Named after the famous painter Katsushika Hokusai (葛飾北斎) – think of the Great Wave painting – HokusAI is built to turn your dreams into reality. Here is an example image we generated from the prompt "a fantasy magical cottage in the woods." Built with pixray, our deep learning architecture leverages state-of-the-art models from OpenAI's Contrastive Language–Image Pre-training (CLIP) architecture and University Heidelberg's Vector Quantized Generative Adversarial Network (VQGAN).

What it does

HokusAI takes in text prompt(s) and generates art based on what you wrote. Here are some sample images:

How we built it

The frontend was built in React.js, leveraging a million different libraries such as React Router, React Skeleton Loading, WebXR, ... etc. We have a Firebase set up for storage and authentication, which we communicate to using firebase-admin. Our ML is done in a colab instance, which fetches from a queue in Firebase and uploads the finished results to our db.

Challenges we ran into

It was particularly hard getting sufficient compute power for our model, especially since we ideally want at least 16GB of VRAM. Even with Colab, some of the GPUs that Google provides don't have enough horsepower, and we had to find a lot of ways around computing in Colab and then communicating with our db.

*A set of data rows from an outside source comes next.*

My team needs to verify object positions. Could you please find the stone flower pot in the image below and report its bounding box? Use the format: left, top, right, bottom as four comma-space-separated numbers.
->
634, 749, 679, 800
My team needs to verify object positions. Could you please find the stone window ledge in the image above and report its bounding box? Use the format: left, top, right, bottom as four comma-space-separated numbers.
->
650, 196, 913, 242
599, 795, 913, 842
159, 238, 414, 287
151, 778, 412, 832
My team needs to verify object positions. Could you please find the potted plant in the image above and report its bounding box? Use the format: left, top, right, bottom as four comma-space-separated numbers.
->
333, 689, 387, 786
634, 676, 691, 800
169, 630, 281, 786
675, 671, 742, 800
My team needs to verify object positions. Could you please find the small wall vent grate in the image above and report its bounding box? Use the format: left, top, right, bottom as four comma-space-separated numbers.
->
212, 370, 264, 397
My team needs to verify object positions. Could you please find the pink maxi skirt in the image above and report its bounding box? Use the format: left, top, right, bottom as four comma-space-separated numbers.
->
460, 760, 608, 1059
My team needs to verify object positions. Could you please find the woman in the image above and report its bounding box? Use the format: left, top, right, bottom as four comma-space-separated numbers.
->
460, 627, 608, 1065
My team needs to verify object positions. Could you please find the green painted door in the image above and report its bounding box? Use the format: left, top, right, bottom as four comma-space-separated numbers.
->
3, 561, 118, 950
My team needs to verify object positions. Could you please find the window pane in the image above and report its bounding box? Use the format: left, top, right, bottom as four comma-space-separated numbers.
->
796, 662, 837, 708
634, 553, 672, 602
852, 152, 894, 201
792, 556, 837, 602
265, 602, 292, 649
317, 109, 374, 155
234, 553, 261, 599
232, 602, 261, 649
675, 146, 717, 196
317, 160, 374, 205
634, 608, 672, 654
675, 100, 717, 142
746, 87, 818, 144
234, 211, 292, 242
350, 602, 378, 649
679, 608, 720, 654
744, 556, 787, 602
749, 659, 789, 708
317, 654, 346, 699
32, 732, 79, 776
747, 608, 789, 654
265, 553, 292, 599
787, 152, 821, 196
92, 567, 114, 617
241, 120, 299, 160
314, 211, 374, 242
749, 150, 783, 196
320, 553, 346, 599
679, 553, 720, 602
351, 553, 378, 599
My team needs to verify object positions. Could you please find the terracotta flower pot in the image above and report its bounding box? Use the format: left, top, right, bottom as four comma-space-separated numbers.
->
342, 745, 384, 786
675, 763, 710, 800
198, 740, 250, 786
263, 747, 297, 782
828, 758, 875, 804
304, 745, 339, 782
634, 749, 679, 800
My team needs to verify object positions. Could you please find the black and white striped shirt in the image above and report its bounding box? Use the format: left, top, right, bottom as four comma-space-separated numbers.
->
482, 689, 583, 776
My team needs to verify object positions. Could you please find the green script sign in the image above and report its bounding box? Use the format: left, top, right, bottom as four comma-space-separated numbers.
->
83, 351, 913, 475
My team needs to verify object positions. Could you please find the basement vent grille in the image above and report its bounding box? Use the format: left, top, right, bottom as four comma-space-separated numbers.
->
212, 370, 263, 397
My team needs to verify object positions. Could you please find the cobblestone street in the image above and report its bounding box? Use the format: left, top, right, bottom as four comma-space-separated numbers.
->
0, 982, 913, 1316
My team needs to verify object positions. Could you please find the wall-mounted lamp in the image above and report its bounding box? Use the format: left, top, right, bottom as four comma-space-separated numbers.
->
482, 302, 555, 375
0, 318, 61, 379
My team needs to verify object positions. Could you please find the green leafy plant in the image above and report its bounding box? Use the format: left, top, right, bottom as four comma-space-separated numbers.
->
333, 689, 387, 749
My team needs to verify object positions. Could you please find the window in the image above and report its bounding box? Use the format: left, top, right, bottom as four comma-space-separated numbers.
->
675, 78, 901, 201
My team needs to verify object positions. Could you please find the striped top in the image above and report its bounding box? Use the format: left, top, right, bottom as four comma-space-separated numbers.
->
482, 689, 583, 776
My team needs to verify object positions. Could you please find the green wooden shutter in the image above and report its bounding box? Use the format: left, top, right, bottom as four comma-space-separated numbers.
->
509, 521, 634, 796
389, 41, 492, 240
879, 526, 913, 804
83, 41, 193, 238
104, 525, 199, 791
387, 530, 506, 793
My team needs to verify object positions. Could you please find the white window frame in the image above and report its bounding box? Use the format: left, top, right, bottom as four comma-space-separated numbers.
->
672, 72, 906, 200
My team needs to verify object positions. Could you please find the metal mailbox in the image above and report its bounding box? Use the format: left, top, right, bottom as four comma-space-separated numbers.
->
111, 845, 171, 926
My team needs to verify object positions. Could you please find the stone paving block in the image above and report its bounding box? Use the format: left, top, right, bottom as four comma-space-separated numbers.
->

Accomplishments that we're proud of

We're especially proud of how well our model runs. Some of the art it produces is genuinely interesting, and combined with our sleek UI, we think our project is really nice eye-candy.

What we learned

Even though we didn't use it for this project, we learned that you can actually host a server on Google Colab using ngrok. We learned a lot about generative art and all its quirks (e.g. words like artstation or unreal engine will give it different biases).

What's next for HokusAI

HokusAI still has a lot of potential, especially since our model supports so many more functionalities we just didn't have time to add. For example, we already have support for using an image as a prompt instead of text, and our backend is actually already built to handle this, but the documentation for some of these functions is a bit more obscure and we need to do more testing so the app is stable.